Con poche, felici pennellate, Dubus riesce a restituire luoghi e sensazioni come solo i veri scrittori sanno fare. La realtà esce nuda e cruda dalle sue storie, spesso amara e aspra, quando non urtante o sgradevole. I suoi personaggi, introdotti con brevi ma sapienti affreschi descrittivi, si palesano subito per quel che sono e poi si manifestano con il loro agire, nel male e nel bene. Come fa il vigilante di Gente di città, racconto fra i più dolorosi della raccolta: «Aveva sessantuno anni, un uomo alto e dal fisico imponente, ma con le spalle cadenti e i fianchi grossi, che camminava tenendo le punte dei piedi aperti, con una falcata lunga che appariva lenta. Il suo corpo, fermo o in movimento, sembrava il risultato di sessantuno anni di erosione, come se per tutta la vita ne avesse abusato, lasciandosi quel tanto che bastava per tirare avanti». Un uomo levigato e temprato dagli anni e che davanti al corpo senza vita di una ragazza rinvenuta all’alba su un pontile gelato dal freddo non si scompone, né si affretta a chiamare inutili soccorsi.
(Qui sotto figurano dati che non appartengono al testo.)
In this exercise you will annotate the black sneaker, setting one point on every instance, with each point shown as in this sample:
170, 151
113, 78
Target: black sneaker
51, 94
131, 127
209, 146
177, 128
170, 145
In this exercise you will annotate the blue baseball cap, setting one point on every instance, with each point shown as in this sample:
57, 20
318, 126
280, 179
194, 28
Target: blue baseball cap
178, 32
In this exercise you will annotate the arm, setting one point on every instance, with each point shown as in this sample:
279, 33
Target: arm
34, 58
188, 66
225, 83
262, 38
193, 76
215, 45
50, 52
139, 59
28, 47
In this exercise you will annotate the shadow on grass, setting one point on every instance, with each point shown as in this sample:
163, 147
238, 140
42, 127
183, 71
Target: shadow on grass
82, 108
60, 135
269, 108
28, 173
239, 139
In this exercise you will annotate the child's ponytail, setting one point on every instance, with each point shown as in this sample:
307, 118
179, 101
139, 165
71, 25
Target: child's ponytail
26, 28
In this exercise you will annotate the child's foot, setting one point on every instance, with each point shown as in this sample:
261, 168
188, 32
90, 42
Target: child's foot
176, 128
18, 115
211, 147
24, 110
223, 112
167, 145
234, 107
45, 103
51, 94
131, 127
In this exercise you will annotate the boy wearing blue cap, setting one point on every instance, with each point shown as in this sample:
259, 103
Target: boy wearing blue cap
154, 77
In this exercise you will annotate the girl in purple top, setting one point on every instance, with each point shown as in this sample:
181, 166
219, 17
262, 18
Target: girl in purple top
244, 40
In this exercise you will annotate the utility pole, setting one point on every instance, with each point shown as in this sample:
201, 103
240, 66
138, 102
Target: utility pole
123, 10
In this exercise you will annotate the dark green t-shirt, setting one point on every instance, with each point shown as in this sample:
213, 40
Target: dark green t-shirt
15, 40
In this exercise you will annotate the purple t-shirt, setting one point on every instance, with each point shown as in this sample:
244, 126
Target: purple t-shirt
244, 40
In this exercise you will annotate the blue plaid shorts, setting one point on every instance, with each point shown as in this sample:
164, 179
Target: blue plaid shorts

Ha invece un gesto di delicatezza estrema: si inginocchia nella neve «e le accarezza la guancia ghiacciata, i capelli biondi e induriti dal freddo», quasi a voler trasmettere a quel corpo ormai inerte il suo calore residuo, a volerle regalare una laicissima e silente preghiera, fino a «sentire il proprio corpo mischiarsi, come ceneri mortuarie, alla serenità ferita dell’aria notturna», a una natura panteisticamente partecipe di quella morte e di quel dolore «nello spazio invisibile che va al di là della sua comprensione, nella fredda verità argentata delle stelle».